Thai businesses navigate bankruptcy via national rehabilitation process
The Thai economy has weathered numerous challenges recently, including the Covid-19 pandemic, a worldwide economic downturn, repercussions from international conflicts, declining exports, and persistent domestic political upheaval. This has led to a surge in bankruptcies, and many other Thai businesses have sought to navigate the business rehabilitation process under Thailand’s Bankruptcy Act.
The Bankruptcy Act allows a creditor, debtor, or specific government agency to file a business rehabilitation petition, given certain conditions. These include the debtor being insolvent, meaning they have more debts than assets. The Bankruptcy Act provides criteria for insolvency, such as debtors declaring their inability to pay their debts or defaulting on payments despite receiving two demand letters from a creditor.
When a business rehabilitation petition is filed, the debtor is shielded under an automatic stay, preventing any creditor from prosecuting or compelling the debtor to pay a debt. Likewise, the debtor is not allowed to fulfil any debt unless specified as an exception under the Bankruptcy Act.
Subsequently, the court will schedule a hearing to assess the facts. If the conditions are met, an order to approve the debtor’s business rehabilitation will be issued. The court will also designate a planner who must devise a business rehabilitation plan per the Bankruptcy Act’s requirements. The planner then assumes the responsibility of managing the debtor’s business, assets, and all legal rights of the debtor’s shareholders, excluding the right to receive dividends.
In case the court approves the rehabilitation but does not appoint a planner, the debtor’s executives must surrender all company assets, seals, accounting ledgers, and documents related to the debtor’s assets and business to an appointed temporary administrator or official receiver.
Once the planner is appointed, all creditors are required to submit a debt repayment application within a month. They can seek repayment by submitting a debt repayment application to the official receiver if the debt obligation is met. Creditors have voting rights corresponding to the debt amount, provided no objections are raised by the debtor, planner or other creditors.
Business Rehabilitation
Disputes over the debt repayment application can be filed with the court within 14 days of the official receiver’s order acknowledgement date. Foreign currency debts are converted into Thai baht based on the Bankruptcy Act’s daily exchange rate.

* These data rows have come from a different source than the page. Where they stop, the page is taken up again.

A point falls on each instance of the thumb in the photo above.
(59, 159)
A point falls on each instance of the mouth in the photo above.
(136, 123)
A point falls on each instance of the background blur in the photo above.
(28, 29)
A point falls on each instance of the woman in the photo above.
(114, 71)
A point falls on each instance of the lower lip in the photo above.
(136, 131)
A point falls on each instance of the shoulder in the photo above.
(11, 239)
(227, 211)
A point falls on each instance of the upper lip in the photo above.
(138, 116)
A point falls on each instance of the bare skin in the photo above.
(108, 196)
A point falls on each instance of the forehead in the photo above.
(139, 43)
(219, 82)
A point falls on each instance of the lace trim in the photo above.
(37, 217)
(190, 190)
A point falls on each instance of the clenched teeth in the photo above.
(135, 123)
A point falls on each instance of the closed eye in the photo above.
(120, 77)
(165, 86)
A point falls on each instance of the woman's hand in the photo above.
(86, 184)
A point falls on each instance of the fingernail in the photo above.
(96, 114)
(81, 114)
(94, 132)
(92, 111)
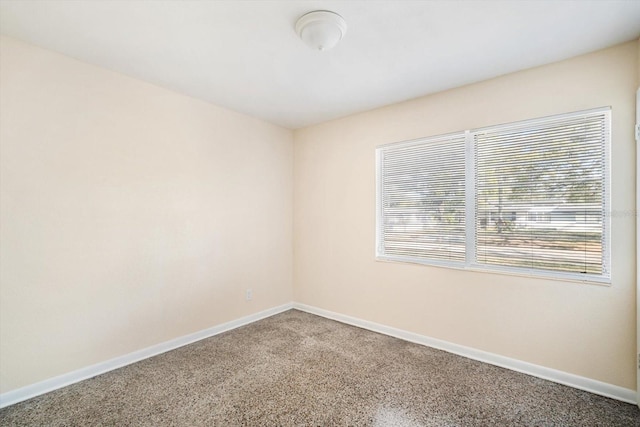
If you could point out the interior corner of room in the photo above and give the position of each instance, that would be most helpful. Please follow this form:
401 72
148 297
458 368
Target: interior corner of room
135 219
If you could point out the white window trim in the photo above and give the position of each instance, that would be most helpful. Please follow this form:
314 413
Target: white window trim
470 264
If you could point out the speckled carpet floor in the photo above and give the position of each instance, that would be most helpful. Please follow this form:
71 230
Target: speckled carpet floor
296 369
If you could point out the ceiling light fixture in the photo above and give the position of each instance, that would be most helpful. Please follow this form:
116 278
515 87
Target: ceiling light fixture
321 29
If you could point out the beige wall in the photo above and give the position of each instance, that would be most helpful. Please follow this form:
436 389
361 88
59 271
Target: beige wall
130 215
587 330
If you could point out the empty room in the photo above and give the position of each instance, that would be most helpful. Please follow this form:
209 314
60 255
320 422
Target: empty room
292 213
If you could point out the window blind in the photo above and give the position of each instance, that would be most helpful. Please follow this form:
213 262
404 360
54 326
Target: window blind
540 194
422 195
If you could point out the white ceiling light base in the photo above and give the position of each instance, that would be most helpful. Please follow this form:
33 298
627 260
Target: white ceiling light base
321 30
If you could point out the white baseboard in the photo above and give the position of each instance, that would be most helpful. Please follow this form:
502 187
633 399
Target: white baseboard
565 378
571 380
42 387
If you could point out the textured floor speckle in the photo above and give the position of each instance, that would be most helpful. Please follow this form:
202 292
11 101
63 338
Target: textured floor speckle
296 369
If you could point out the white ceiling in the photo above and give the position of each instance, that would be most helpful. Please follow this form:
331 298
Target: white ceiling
246 56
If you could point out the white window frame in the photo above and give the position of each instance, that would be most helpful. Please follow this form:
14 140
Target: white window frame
470 262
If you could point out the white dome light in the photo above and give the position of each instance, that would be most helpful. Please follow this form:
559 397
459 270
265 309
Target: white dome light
321 30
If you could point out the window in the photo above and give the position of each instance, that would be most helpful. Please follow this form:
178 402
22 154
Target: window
526 197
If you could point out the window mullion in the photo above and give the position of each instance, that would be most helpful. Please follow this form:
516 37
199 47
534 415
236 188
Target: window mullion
470 200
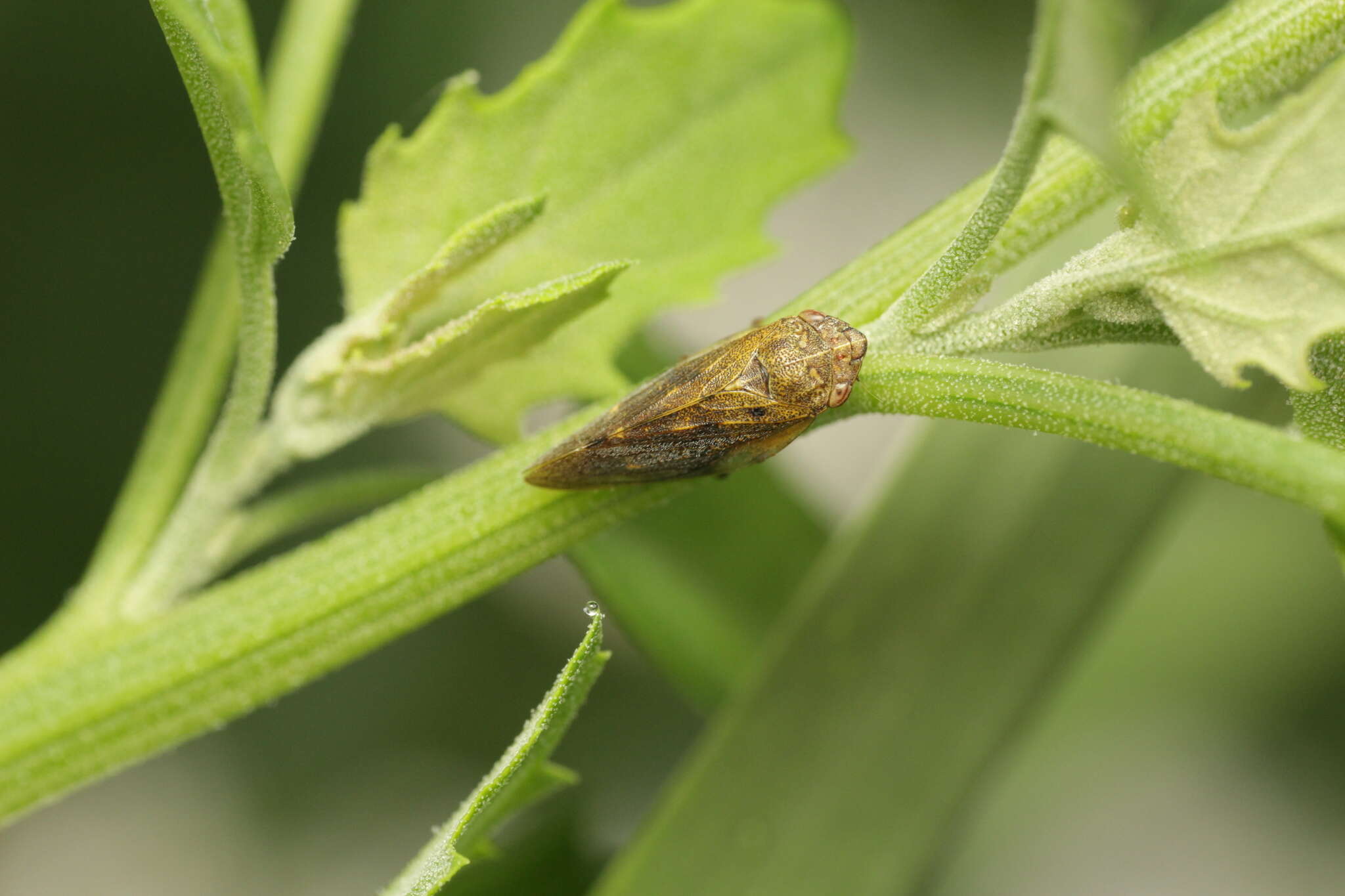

In certain circumstances, creditors are also entitled to offset debt. This becomes possible when a creditor is entitled to submit a debt repayment application and the debtor is indebted to the creditor when the court issues the business rehabilitation order.
Given the recurrent crises experienced by Thai businesses recently, availing of the protection offered by Thailand’s business rehabilitation process may prove beneficial. However, complying with the legal requirements of the process is crucial to avoid civil and criminal liabilities, reported Bangkok Post.
Debtor Financing
Debtor finance, also known as accounts receivable finance, is a financial arrangement where a business sells its invoices or accounts receivable to a third party (a finance company or factoring company) at a discount. This provides the business with immediate cash flow, which can be crucial for maintaining operations, investing in growth, or covering short-term expenses without having to wait for customers to pay their invoices.
There are two main types: factoring, where the finance company takes on the responsibility of collecting the receivables, and invoice discounting, where the business retains control over the collection process. This can be a useful tool for companies looking to improve their liquidity or manage cash flow more effectively.